Des responsables libanais confirment que l’armée a achevé la mise en œuvre de la première phase du plan, mais Israël met en doute l’efficacité des mesures prises et accuse le Hezbollah de reconstruire ses capacités militaires.

Ce mercredi, l’armée libanaise a annoncé avoir atteint les objectifs de la première phase du plan de limitation des armes.

Dans un communiqué, elle a indiqué que « son plan de limitation des armes est entré dans une phase avancée, après la réalisation effective et tangible sur le terrain des objectifs de la première phase ».

Elle a précisé que cette phase s’est concentrée sur l’élargissement de la présence opérationnelle de l’armée, la sécurisation des zones vitales et l’extension du contrôle opérationnel sur les territoires placés sous son autorité dans le secteur sud du Litani, à l’exception des terres et des sites toujours sous contrôle israélien.

L’armée a ajouté que « le travail se poursuit jusqu’à l’achèvement du traitement des munitions non explosées et des tunnels, ainsi que des demandes de mesures visant à consolider le contrôle, afin d’empêcher les groupes armés de reconstituer leurs capacités de manière irréversible ».

Elle a également indiqué qu’une évaluation générale et globale de la première phase du plan « Bouclier de la nation » serait menée, afin de servir de base à la définition du parcours des phases ultérieures du plan établi.

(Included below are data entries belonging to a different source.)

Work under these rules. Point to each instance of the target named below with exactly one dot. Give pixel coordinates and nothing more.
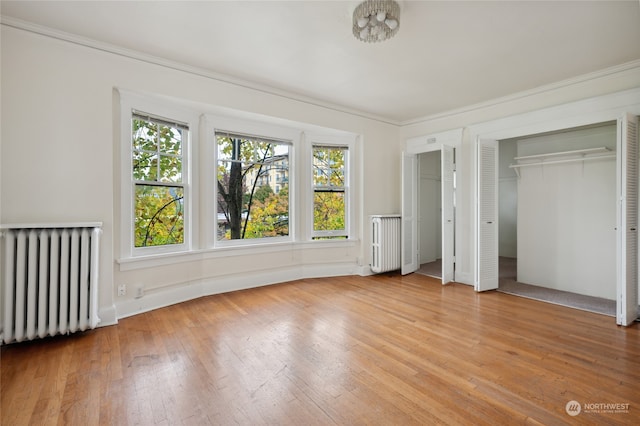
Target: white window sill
(149, 261)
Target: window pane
(170, 169)
(328, 211)
(145, 166)
(329, 166)
(159, 218)
(253, 193)
(157, 151)
(144, 135)
(170, 140)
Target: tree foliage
(329, 188)
(250, 207)
(157, 171)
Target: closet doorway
(428, 209)
(430, 214)
(565, 246)
(557, 213)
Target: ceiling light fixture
(376, 20)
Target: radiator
(385, 242)
(50, 280)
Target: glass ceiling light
(376, 20)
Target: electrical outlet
(139, 289)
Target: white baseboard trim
(107, 316)
(162, 297)
(464, 278)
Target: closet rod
(601, 149)
(570, 160)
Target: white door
(409, 251)
(487, 272)
(448, 213)
(627, 229)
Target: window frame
(259, 130)
(199, 155)
(132, 104)
(331, 141)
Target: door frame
(603, 109)
(414, 147)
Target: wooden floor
(386, 350)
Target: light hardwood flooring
(386, 349)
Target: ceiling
(446, 55)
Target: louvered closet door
(448, 212)
(487, 226)
(409, 251)
(627, 282)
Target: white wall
(567, 216)
(59, 144)
(508, 201)
(430, 207)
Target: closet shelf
(583, 152)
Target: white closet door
(448, 212)
(487, 217)
(409, 251)
(627, 234)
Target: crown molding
(177, 66)
(265, 89)
(627, 66)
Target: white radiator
(385, 242)
(50, 280)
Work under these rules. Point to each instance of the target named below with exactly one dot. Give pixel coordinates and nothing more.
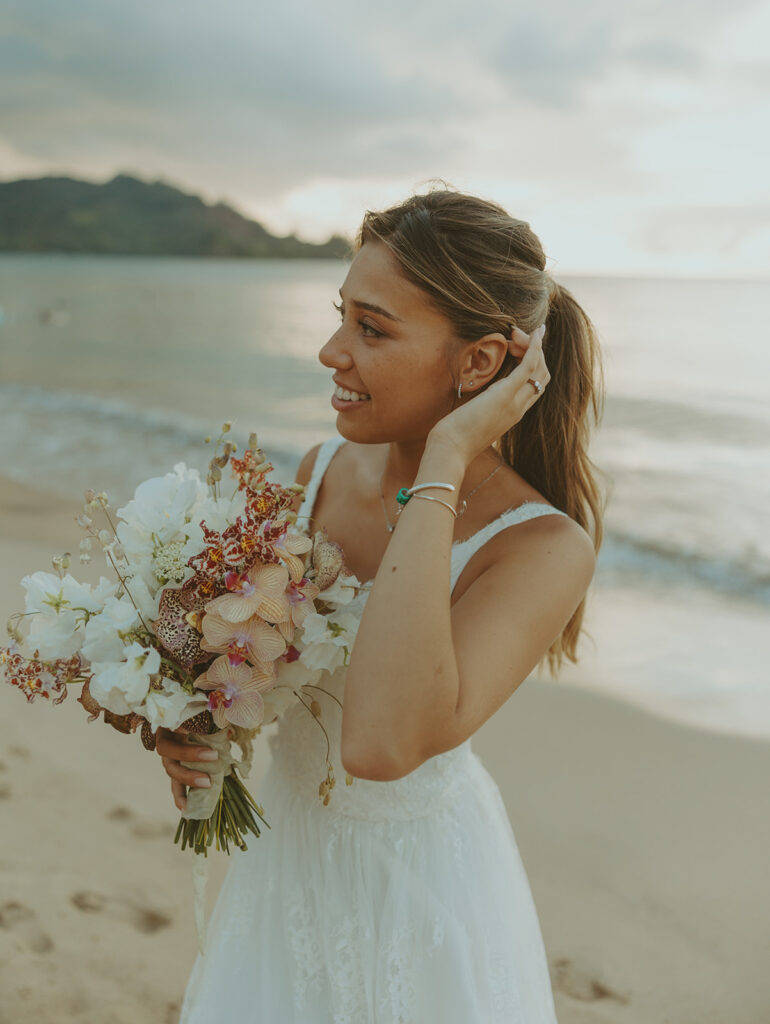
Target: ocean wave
(65, 442)
(625, 556)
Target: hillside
(127, 216)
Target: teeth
(350, 395)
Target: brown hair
(485, 270)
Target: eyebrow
(372, 308)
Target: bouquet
(203, 625)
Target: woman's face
(393, 345)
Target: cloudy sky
(633, 136)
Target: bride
(464, 379)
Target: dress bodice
(299, 747)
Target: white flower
(122, 687)
(54, 634)
(162, 512)
(147, 603)
(102, 633)
(46, 592)
(170, 707)
(328, 640)
(58, 610)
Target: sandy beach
(646, 843)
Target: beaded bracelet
(405, 493)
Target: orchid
(236, 692)
(260, 591)
(253, 639)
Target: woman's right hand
(172, 750)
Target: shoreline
(45, 519)
(643, 840)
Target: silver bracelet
(422, 486)
(446, 505)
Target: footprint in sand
(141, 829)
(120, 813)
(22, 922)
(581, 984)
(143, 919)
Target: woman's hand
(480, 421)
(172, 751)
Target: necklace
(391, 526)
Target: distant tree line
(127, 216)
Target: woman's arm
(423, 676)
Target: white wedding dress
(402, 902)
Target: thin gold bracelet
(446, 505)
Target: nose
(335, 354)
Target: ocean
(113, 369)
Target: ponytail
(549, 445)
(484, 270)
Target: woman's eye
(367, 329)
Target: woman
(405, 899)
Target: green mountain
(127, 216)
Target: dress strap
(462, 551)
(323, 458)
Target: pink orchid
(236, 695)
(253, 639)
(260, 591)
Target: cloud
(275, 107)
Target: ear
(486, 355)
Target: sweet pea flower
(328, 640)
(123, 686)
(170, 706)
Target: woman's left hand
(479, 422)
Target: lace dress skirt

Dans ce contexte, l’armée a souligné que « la poursuite des agressions israéliennes contre le territoire libanais et l’occupation de plusieurs sites à l’intérieur du pays, ainsi que l’établissement de zones tampons restreignant l’accès à certaines régions, en plus des violations quotidiennes répétées de l’accord de cessation des hostilités signé le 27 novembre 2024 ».

Elle a affirmé que « tout cela affecte négativement l’accomplissement des missions requises, en particulier à proximité de ces zones, et par conséquent l’extension de l’autorité de l’État libanais et la limitation des armes aux seules forces armées, sans exception. S’y ajoute le retard dans l’arrivée des capacités militaires promises à l’armée, ce qui constitue un facteur déterminant dans le rythme d’exécution des missions ».

Des efforts « insuffisants »

Dimanche dernier, le ministre israélien des Affaires étrangères, Gideon Saar, a reconnu sur son compte sur la plateforme X que le gouvernement et l’armée libanais avaient déployé des efforts pour désarmer le Hezbollah, estimant toutefois qu’ils étaient « très loin d’être suffisants ».

Saar a également évoqué « les efforts du Hezbollah pour se réarmer et se reconstruire, avec le soutien de l’Iran ».

De son côté, le Hezbollah a rejeté les appels à la remise de ses armes, conditionnant toute démarche en ce sens à l’engagement préalable d’Israël à respecter l’accord de cessez-le-feu, notamment en ce qui concerne l’arrêt des frappes et le retrait de ses forces de cinq points qu’elle occupe encore dans le sud du pays.

Depuis l’entrée en vigueur de l’accord, plus de 350 personnes ont été tuées par des frappes israéliennes au Liban, selon un bilan établi par l’Agence France-Presse à partir des données du ministère libanais de la Santé.